HTML5 and building the Stanisław Lem Google doodle

Marcin Wichary

December 7, 2011

Hello, world

The Google homepage is a fascinating environment to code within. It comes with many challenging restrictions: particular focus on speed and latency, having to cater to all sorts of browsers and work under various circumstances, and… yes, surprise and delight.

I’m talking about Google doodles, the special illustrations that occasionally replace our logo. And while my relationship with pens and brushes has long had that distinctive flavour of a restraining order, I often contribute to the interactive ones.

Every interactive doodle I coded (Pac-Man, Jules Verne, World’s Fair) – and many I helped with – were in equal parts futuristic and anachronistic: great opportunities for pie-in-the-sky applications of cutting-edge Web features… and gritty pragmatism of cross-browser compatibility.

Stanisław Lem doodle; click to activate
(also available on a separate page)

We learn a lot from each interactive doodle, and the recent Stanisław Lem mini-game was no exception, with its 17,000 lines of JavaScript code trying many things for the first time in doodle history. Today, I want to share that code with you – perhaps you’ll find something interesting there, or point out my mistakes – and talk a bit about it.

View Stanisław Lem doodle code » [THIS WILL EVENTUALLY POINT TO GOOGLE CODE]

A thing worth keeping in mind is that Google’s homepage is not a place for tech demos. With our doodles, we want to celebrate specific people and events, and we want to do that using the best art and the best technologies we can summon – but never celebrate technology for technology’s sake. This means carefully looking at whatever part of broadly understood HTML5 is available, and whether it helps us make the doodle better without distracting from it or overshadowing it.

So, let’s go through some of the modern Web technologies that found their place – and some that didn’t – in the Stanisław Lem doodle.

Note: Brown links in this article show excerpts of code in pop-ups or in a new window, depending on your choice. Try and clicktap me!

Graphics via DOM and canvas

Canvas is powerful and created for exactly the kind of things we wanted to do in this doodle. However, some of the older browsers we cared about didn’t support it – and even though I am literally sharing an office with the person who put together an otherwise excellent excanvas, I decided to choose a different way.
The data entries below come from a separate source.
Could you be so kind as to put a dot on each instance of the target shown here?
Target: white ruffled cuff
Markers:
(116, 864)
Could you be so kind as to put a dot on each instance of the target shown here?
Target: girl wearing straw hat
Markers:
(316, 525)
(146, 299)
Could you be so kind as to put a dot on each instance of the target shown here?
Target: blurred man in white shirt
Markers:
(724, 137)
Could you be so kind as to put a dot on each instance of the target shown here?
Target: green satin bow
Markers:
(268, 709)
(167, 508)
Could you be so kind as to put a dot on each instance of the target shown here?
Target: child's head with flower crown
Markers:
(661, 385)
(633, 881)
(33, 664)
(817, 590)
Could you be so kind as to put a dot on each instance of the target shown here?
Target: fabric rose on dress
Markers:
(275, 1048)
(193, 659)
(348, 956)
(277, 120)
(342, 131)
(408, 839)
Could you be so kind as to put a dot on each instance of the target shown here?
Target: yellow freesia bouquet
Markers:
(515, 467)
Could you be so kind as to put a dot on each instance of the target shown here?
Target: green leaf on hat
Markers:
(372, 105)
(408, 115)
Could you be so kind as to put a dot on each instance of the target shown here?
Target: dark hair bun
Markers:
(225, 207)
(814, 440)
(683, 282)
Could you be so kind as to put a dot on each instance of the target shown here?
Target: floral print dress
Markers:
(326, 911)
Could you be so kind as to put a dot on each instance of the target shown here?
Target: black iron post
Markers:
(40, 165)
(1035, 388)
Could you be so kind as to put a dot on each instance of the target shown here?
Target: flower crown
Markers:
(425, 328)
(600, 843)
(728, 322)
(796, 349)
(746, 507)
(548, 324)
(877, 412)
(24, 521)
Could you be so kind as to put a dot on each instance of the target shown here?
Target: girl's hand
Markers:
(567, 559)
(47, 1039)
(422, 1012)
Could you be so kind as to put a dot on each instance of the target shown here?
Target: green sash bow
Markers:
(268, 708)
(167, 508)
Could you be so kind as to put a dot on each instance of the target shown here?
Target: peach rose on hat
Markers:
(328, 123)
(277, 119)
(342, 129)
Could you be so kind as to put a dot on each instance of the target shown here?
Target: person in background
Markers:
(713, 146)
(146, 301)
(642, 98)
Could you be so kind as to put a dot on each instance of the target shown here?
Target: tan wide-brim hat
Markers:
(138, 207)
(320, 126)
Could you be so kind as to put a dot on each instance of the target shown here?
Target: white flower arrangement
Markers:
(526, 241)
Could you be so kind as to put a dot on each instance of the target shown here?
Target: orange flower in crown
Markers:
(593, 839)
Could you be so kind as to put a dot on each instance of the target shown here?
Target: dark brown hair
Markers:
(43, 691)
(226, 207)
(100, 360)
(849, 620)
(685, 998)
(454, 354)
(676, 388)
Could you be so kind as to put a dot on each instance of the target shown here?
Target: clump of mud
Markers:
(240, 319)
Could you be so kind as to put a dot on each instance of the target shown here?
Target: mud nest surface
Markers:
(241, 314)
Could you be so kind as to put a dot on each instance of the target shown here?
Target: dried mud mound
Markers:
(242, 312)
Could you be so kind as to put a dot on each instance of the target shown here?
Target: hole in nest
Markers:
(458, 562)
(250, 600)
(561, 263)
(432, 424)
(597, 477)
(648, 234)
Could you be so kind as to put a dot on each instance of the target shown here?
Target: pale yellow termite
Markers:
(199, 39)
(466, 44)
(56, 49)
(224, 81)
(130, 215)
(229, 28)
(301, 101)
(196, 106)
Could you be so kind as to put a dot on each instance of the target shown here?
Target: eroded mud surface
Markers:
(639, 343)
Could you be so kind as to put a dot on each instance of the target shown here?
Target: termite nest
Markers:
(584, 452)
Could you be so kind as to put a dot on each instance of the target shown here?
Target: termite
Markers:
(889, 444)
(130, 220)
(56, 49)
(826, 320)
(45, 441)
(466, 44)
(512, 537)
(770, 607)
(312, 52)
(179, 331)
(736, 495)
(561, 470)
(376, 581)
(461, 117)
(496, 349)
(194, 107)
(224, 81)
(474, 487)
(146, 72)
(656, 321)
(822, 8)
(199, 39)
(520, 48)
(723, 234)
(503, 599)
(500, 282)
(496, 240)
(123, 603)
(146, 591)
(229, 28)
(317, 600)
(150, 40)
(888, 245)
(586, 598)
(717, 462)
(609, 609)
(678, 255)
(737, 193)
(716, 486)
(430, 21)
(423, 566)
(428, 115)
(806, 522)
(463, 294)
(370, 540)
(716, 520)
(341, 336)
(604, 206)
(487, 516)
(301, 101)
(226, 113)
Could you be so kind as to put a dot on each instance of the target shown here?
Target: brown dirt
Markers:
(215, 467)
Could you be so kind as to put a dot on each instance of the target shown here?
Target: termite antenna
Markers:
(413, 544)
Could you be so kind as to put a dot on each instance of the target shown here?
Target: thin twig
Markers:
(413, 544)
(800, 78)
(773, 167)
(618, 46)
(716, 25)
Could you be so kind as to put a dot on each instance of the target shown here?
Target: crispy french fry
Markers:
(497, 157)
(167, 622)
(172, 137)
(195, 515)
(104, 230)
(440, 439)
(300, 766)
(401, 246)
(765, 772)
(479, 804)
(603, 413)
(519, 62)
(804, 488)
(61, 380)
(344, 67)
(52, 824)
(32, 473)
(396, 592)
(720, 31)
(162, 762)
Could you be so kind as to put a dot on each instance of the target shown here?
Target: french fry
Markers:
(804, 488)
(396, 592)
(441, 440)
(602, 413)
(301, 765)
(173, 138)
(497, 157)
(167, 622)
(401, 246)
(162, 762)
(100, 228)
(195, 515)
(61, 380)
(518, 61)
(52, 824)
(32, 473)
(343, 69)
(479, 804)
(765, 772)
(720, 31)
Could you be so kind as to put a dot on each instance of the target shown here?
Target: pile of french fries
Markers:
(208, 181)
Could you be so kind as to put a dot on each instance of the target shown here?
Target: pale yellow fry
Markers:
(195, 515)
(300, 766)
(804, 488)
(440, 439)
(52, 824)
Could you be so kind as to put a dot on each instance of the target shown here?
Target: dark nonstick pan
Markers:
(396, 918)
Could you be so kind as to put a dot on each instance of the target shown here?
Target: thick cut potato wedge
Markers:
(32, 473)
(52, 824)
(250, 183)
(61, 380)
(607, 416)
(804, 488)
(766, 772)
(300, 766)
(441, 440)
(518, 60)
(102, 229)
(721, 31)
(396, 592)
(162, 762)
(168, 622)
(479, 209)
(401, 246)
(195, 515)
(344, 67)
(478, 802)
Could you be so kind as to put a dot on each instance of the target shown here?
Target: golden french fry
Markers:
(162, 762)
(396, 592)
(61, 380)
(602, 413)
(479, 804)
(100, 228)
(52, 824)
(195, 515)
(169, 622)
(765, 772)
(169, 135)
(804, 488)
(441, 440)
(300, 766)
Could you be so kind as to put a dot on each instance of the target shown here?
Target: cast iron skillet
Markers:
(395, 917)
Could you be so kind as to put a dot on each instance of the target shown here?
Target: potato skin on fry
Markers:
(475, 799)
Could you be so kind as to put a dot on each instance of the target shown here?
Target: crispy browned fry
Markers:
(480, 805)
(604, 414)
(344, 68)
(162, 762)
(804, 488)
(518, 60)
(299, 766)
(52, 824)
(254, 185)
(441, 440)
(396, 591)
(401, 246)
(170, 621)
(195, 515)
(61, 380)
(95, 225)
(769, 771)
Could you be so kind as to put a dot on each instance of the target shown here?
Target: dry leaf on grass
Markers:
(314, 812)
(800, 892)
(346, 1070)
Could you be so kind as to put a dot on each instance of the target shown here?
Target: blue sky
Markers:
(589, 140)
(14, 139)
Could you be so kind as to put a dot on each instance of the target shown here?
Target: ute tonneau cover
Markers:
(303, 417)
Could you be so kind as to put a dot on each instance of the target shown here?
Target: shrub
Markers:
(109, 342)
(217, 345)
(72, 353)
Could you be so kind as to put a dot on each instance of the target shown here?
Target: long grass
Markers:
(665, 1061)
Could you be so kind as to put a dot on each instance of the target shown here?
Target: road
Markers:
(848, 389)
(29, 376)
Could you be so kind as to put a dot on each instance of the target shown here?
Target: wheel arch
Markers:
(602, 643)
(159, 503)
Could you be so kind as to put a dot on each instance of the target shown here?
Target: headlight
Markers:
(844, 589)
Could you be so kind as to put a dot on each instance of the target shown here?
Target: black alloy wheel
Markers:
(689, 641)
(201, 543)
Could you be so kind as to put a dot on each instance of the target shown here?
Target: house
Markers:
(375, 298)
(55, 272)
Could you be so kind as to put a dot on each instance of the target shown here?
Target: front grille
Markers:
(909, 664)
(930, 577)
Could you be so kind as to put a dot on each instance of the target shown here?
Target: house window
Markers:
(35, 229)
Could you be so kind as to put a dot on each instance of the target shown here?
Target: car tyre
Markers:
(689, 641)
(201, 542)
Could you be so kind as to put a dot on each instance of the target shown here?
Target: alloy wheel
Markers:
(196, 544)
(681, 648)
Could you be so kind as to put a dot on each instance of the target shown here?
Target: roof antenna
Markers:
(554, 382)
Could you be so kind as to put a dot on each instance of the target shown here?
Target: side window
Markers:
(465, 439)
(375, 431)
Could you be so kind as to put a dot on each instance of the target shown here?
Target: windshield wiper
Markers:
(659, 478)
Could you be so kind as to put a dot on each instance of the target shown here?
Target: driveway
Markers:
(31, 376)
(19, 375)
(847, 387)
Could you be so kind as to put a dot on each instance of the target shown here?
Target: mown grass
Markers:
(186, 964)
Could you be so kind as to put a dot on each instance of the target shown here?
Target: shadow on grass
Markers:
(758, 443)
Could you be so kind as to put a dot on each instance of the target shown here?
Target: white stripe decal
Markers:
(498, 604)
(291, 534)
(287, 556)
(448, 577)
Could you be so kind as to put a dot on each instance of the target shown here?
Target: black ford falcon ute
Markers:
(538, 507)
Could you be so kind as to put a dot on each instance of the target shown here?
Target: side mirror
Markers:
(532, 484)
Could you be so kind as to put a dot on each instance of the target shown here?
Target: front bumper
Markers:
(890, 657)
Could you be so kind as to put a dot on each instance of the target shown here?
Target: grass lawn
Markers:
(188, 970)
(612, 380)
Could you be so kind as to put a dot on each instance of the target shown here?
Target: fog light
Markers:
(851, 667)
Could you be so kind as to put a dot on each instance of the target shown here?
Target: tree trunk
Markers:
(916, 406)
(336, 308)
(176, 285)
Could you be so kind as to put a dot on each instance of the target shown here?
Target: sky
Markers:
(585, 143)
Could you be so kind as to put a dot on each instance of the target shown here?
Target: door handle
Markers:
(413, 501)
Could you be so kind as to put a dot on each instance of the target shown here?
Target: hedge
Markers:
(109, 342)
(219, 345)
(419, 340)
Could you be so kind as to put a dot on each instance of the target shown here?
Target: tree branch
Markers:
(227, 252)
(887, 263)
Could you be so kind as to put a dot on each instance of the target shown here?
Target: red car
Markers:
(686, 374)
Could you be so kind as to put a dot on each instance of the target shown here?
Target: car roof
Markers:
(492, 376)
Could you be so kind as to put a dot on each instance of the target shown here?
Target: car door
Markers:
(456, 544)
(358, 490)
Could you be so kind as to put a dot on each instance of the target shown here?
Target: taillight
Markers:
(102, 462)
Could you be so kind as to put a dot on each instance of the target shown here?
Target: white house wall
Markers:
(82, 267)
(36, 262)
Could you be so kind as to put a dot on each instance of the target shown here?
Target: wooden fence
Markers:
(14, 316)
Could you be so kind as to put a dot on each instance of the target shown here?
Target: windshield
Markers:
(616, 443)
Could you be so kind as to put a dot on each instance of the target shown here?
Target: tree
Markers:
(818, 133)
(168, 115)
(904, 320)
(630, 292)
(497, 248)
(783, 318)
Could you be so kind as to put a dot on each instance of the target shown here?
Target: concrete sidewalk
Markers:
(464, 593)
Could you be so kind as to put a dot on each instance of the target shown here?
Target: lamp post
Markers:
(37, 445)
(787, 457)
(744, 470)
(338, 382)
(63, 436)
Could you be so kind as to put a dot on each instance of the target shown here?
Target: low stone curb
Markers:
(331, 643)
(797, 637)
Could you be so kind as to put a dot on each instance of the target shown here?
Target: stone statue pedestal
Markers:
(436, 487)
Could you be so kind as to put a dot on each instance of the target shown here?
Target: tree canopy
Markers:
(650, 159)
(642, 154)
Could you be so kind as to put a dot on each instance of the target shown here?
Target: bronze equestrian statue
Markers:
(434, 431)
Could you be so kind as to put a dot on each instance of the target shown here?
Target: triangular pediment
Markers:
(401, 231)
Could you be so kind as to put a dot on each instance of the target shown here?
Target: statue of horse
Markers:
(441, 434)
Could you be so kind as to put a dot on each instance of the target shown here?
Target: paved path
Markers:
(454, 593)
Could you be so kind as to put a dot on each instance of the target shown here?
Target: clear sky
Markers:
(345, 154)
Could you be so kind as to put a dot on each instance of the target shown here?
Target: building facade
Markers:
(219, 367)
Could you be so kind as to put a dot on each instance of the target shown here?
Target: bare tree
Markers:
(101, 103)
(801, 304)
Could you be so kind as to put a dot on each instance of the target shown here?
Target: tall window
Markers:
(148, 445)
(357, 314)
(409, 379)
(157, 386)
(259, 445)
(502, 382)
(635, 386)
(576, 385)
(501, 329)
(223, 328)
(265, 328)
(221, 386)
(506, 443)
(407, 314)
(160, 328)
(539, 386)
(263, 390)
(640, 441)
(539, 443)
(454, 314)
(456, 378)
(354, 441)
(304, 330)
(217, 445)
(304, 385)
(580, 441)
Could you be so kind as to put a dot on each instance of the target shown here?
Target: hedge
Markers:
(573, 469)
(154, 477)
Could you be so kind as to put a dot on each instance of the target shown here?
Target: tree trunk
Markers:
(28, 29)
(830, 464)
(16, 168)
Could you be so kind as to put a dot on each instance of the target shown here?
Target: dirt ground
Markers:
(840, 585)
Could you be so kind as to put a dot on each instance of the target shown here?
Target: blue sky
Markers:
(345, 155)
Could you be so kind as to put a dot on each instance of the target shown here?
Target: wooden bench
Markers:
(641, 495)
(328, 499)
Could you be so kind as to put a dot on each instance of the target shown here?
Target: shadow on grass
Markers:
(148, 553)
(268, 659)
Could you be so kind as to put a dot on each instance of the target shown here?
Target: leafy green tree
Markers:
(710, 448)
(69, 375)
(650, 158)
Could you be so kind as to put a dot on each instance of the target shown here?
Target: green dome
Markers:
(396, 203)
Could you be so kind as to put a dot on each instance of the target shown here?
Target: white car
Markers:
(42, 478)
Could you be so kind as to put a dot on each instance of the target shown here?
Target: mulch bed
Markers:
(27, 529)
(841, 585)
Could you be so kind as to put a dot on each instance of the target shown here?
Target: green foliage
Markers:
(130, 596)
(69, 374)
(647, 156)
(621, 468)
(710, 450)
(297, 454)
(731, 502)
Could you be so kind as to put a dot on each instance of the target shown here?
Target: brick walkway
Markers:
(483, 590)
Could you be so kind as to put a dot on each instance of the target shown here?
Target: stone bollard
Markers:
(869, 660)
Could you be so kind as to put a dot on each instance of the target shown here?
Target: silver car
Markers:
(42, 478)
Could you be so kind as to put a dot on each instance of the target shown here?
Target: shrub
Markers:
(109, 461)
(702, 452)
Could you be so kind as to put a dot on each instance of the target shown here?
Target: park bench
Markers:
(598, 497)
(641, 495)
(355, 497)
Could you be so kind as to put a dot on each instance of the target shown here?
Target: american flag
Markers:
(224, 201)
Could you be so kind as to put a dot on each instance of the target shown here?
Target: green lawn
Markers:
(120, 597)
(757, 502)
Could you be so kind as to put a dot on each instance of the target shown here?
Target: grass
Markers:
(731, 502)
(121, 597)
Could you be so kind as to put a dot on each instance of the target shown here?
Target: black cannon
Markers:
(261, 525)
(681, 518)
I put together a graphic engine that abstracts away graphic primitives called “rects,” and then renders them using either canvas, or DOM if canvas is unavailable.

This approach comes with some interesting challenges – for example, moving or changing an object in DOM has immediate consequences, whereas for canvas there’s a specific moment when everything’s drawn at the same time. (I decided to have just one canvas, and clear it and draw from scratch with every frame – too many literally moving parts on one hand, and on the other not enough complexity to warrant splitting into multiple overlapping canvases and updating them selectively.)

Unfortunately, switching to canvas is not as simple as just mirroring CSS backgrounds with drawImage(): you lose a number of things that come for free when putting things together via DOM – most importantly layering via z-index, and mouse events.

I already abstracted away the z-index with a concept called “planes.” The doodle defined a number of planes – from the sky far behind, to the mouse pointer in front of everything – and every actor within the doodle had to decide which one it belonged to (small plus/minus corrections within a plane were possible by using planeCorrection).












Demonstration of Lem doodle planes.

Rendering through DOM, the planes are simply translated into z-index. But if we render via canvas, we need to sort rects based on their planes before drawing them. Since it’s costly to do this every time, the order is recalculated only when an actor is added or when it moves to another plane.

For mouse events, I abstracted that too… sort of. For both DOM and canvas, we use additional completely transparent floating DOM elements with high z-index, whose function is only to react to mouse over/out, and clicks and taps. If you are running the demo, you can see actually see those elements in red by adding ?doodle-debug&doodle-show-clickable to the URL.

One of the things we wanted to try with this doodle was breaking the fourth wall. The above engine allowed us to combine canvas-based actors with DOM-based actors. For example, the explosions in the finale are both in canvas for in-universe objects and in DOM for Google homepage. The bird, normally flying around and clipped by our jagged mask like any other actor, decides to stay out of trouble during the shooting level, and sits on the I’m Feeling Lucky button. The way it’s done is for the bird to leave canvas and become a DOM element (and vice versa later), which I hoped to be completely transparent to our visitors.

The frame rate

Knowing the current frame rate, and reacting to when it’s too slow (and too fast!) was an important part of our engine. Since the browsers don’t report back the frame rate, we have to calculate it ourselves.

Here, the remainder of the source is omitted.